Australian educator, journalist and writer (1841–1928)

William Henry Fitchett (9 August 1841 – 25 May 1928) was an Australian journalist, minister, newspaper editor, educator and founding president of the Methodist Ladies' College, Melbourne.

==Early life==
Fitchett was born in Grantham, Lincolnshire, England, third son of William Fitchett (c. 1813 – 22 December 1851), a perfumer, hairdresser, clog and patten-maker, toy-dealer and Wesleyan preacher. He arrived with his parents by the immigrant ship Larpent in August 1849; his father died a few years later. (Note: Assertions by C. I. Benson of Larpent arriving in 1853 and W. Fitchett sen. dying in 1854 may be disregarded.)

==Literary career==
- Fights for the Flag (1898)
- Wellington's Men (1900)
- The Tale of the Great Mutiny (1901)
- Nelson and his Captains (1902)
- The New World of the South: Australia in the making (1903)
- How England Saved Europe, 4 vols. (1909)
- The Great Duke, 2 vols. (1911)
- The Romance of Australian History (1913)

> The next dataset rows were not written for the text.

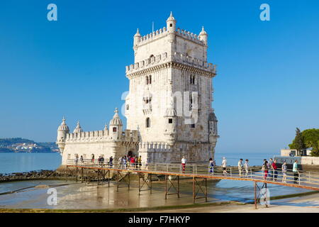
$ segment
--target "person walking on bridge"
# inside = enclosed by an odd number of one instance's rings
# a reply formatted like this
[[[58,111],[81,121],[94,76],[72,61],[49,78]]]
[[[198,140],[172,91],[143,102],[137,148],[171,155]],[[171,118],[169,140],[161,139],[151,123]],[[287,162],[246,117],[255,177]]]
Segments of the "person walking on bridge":
[[[284,162],[284,164],[281,165],[281,171],[282,171],[282,182],[284,183],[286,183],[286,178],[287,177],[287,163]]]
[[[183,158],[181,160],[181,168],[183,170],[183,172],[185,172],[185,165],[186,165],[186,159],[185,158],[185,156],[183,156]]]
[[[274,162],[274,161],[272,160],[272,158],[269,158],[269,161],[268,162],[268,169],[269,170],[269,177],[272,178],[272,162]]]
[[[264,180],[267,179],[268,176],[268,162],[267,160],[264,161],[264,165],[262,165],[262,171],[264,171]]]
[[[299,172],[298,171],[298,160],[295,160],[293,165],[293,183],[298,184],[297,180],[299,178]]]
[[[209,172],[213,175],[214,173],[214,162],[211,157],[209,159]]]
[[[242,158],[240,158],[238,162],[238,172],[240,175],[240,177],[242,177]]]
[[[272,162],[272,177],[273,177],[272,180],[274,182],[277,181],[278,171],[277,171],[276,162],[277,162],[276,160],[274,160],[274,162]]]
[[[248,162],[249,162],[249,160],[247,159],[245,161],[245,164],[244,164],[245,172],[245,177],[248,177],[248,173],[249,173],[249,172],[248,172],[248,167],[249,167]]]
[[[222,162],[223,175],[227,175],[226,167],[227,167],[227,160],[225,157],[223,157],[223,162]]]

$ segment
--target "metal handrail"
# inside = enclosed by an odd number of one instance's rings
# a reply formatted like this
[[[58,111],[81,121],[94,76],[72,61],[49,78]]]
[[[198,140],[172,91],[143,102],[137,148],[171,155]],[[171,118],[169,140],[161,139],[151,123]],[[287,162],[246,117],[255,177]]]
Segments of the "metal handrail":
[[[168,163],[129,163],[128,162],[125,163],[121,163],[114,160],[112,163],[109,163],[108,160],[99,162],[98,160],[84,159],[83,160],[67,160],[67,165],[79,165],[85,167],[101,167],[107,168],[113,168],[118,170],[145,170],[150,172],[157,172],[158,174],[184,174],[191,176],[214,176],[233,178],[234,179],[249,179],[249,180],[262,180],[272,182],[274,180],[279,181],[286,184],[298,184],[298,185],[311,186],[319,189],[319,172],[301,172],[298,171],[298,179],[294,179],[294,176],[291,175],[291,170],[287,170],[286,172],[283,172],[280,169],[276,170],[267,170],[268,173],[262,171],[261,167],[252,167],[245,169],[242,167],[241,169],[237,167],[227,167],[226,171],[228,174],[223,175],[223,168],[221,166],[214,166],[213,169],[211,166],[207,165],[194,165],[189,164],[184,167],[181,167],[180,164],[168,164]],[[276,174],[274,175],[274,171]],[[272,177],[270,177],[270,176]],[[284,182],[284,177],[286,177],[286,180]],[[296,177],[296,178],[297,178]]]

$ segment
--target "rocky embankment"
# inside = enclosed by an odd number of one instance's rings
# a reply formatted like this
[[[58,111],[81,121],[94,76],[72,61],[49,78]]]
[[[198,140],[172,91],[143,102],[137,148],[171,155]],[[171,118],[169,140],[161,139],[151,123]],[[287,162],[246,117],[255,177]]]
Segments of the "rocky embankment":
[[[8,175],[0,174],[0,182],[27,179],[62,179],[65,175],[56,170],[39,170],[28,172],[13,172]]]

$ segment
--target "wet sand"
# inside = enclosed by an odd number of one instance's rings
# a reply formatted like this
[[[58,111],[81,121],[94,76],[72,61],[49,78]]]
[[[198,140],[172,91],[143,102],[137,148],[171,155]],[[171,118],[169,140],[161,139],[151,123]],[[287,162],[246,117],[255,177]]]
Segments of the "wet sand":
[[[258,204],[226,204],[205,207],[148,211],[150,213],[319,213],[319,195],[279,199],[270,201],[268,207]],[[141,212],[142,213],[142,212]]]

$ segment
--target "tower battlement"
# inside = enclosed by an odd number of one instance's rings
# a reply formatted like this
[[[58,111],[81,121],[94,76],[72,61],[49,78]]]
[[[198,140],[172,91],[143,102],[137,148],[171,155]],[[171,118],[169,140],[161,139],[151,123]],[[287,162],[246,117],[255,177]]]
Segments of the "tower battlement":
[[[108,131],[92,131],[81,133],[67,133],[65,143],[78,142],[138,142],[138,132],[136,130],[125,130],[114,137]]]
[[[208,71],[213,74],[216,74],[216,65],[213,63],[208,63],[196,57],[186,55],[185,54],[175,52],[173,55],[168,56],[167,52],[152,56],[139,62],[132,64],[125,67],[127,74],[134,73],[135,72],[148,69],[162,64],[169,62],[175,62],[198,68],[200,70]]]

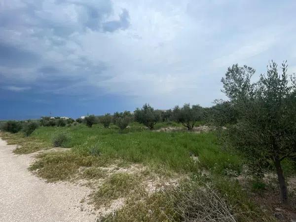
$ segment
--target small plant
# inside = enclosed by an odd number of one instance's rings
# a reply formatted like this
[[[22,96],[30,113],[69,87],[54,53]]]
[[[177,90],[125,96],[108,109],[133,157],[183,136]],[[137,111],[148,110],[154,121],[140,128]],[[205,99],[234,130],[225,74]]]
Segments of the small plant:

Fitchett also produced four volumes of fiction:
- The Commander of the Hirondelle (1904)
- Ithuriel's Spear (1906)
- A Pawn in the Game (1908)
- The Adventures of an Ensign (1917)

Also four books on religion:
- The Unrealized Logic of Religion (1905)
- Wesley and his Century (1906)
- The Beliefs of Unbelief (1908)
- Where the Higher Criticism Fails (1922)

==C. Irving Benson==
Fitchett became mentor to the young Benson, later a long-serving superintendent of the Central Mission and the first Methodist to be knighted. He encouraged the literary endeavors of his young protégé, who repaid the compliment in a glowing biography in his Herald column "Church and People": in 1928 repeated in 1942, the centenary of his birth.

==Death and legacy==
Fitchett died at the school on 25 May 1928 from a haemorrhage of a duodenal ulcer. He married twice: firstly on 24 March 1870 to (Jemima) Cara Shaw, who died on 15 September 1918 and secondly to Edith Skelton Williams, née Wimble, the widow of the Rev. William Williams. He had five sons and one daughter of the first marriage. His fourth son, also named William Henry Fitchett M.B., B.S., D.D.R., D.Ph. (c. 1877 – 21 April 1950) began studying medicine at age 34.